When deciding to pursue a divorce in Massachusetts, certain processes must be completed by each party in an effort to fairly divide marital assets and debts. Financial disclosure procedures play an integral part in the divorce process. The information gathered by disclosures can affect the outcome of a divorce, and according to Massachusetts law, these rules must be followed exactly to ensure each party receives what they are due.
Financial Statement Long Form
If you or your spouse’s salary exceeds $75,000 a year in gross income, you must complete the Financial Statement Long Form. The long form is substantial, and it will take some time to properly fill out. This form will require you to provide proof of income from a variety of sources. For instance you must disclose base salary information including any overtime you preformed, tips you made, bonuses paid, or commissions from sales. In addition, information must be provided regarding self-employment, funds from disability or Welfare, and interest made on investment accounts. The Long Form will also require you to disclose your debts such as business expenses and deductions for household utilities and health insurance.

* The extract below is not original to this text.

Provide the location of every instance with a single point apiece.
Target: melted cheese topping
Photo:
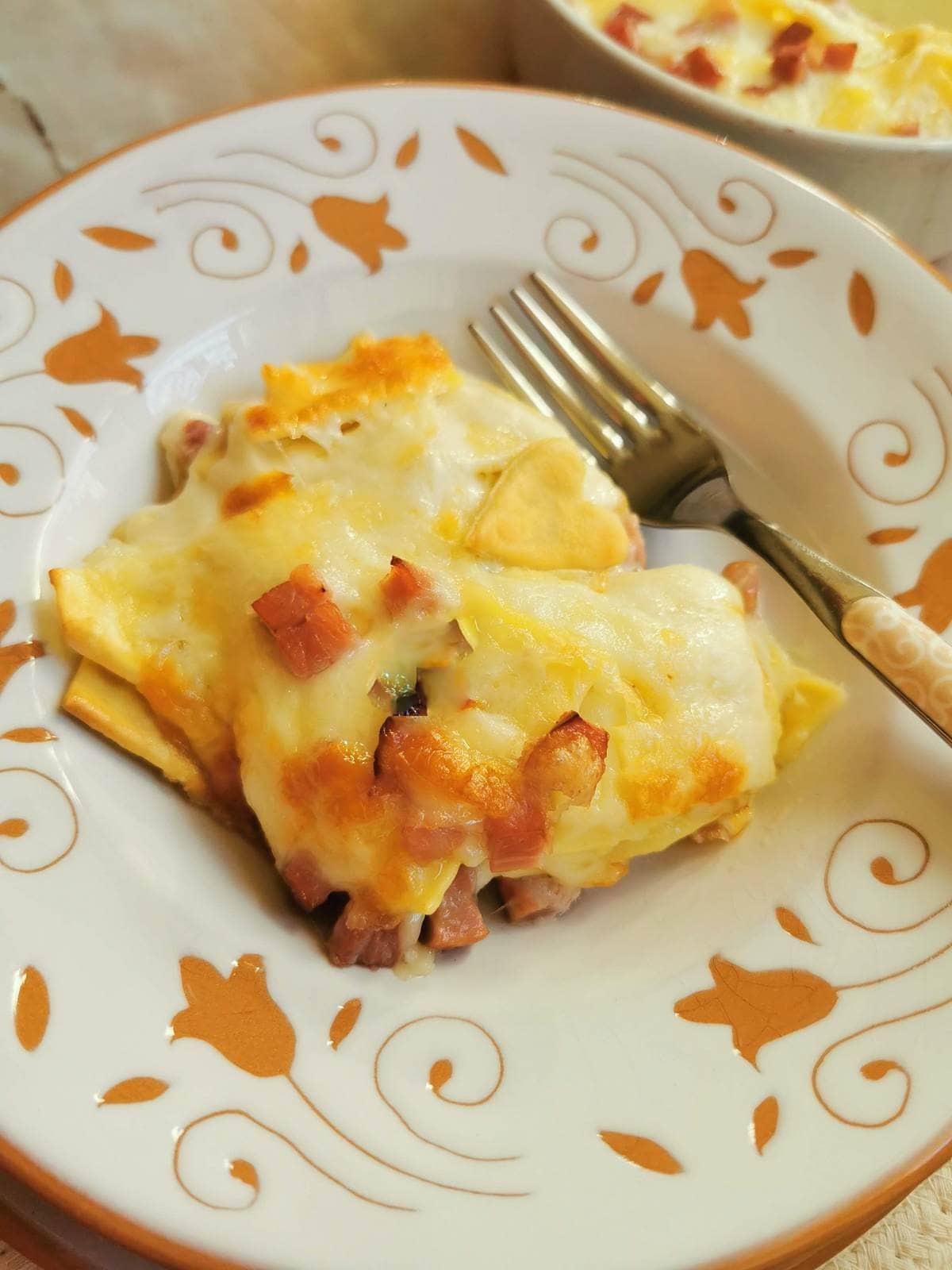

Financial Statement Short Form
The Short Form is required by the court when you or your spouse makes under $75,000 a year in gross income. The Short form will ask the individual to provide proof of income such as W-2 forms or 1099 forms. The individual must also disclose any additional income such as inheritance or interest on any savings/investment accounts. In additions to income information, the individual must also disclose household expenses which will be subtracted from the gross income.
The 410 Rule
The 410 rule applies to both parties. In the state of Massachusetts, the divorce applicants are required under Rule 410 to disclose all financial information. Financial information that must be disclosed includes bank statements, insurance documents, loan and mortgage information, and insurance information. If the divorce is uncontested, the couple has the opportunity to waive this disclosure rule.
Investigatory Tools for Discovery:
- Interrogation: Each spouse is entitled to present the opposite spouse with questions to be answered in court which are questions drafted by the questioning spouse’s attorney.
- Deposition: Each party has the opportunity to present questions during trial regarding their truthfulness about assets and debts.
- Subpoenas: A variety of institutions and individuals may be subpoenaed to verify information such as an employer, representative from a financial institution, or any other party of interest.
- Actuaries: These are used to value retirement and other benefits such as pensions.
- Appraisal: A certified appraiser can be called upon to verify the worth of assets belonging to the couple.
- Private Investigation: A private investigator may be used to verify information provided by one or the other spouse.
The information discussed in this article are basic guidelines to help you understand Financial disclosure laws in a Massachusetts divorce, however, they are not intended to be a substitute for legal representation.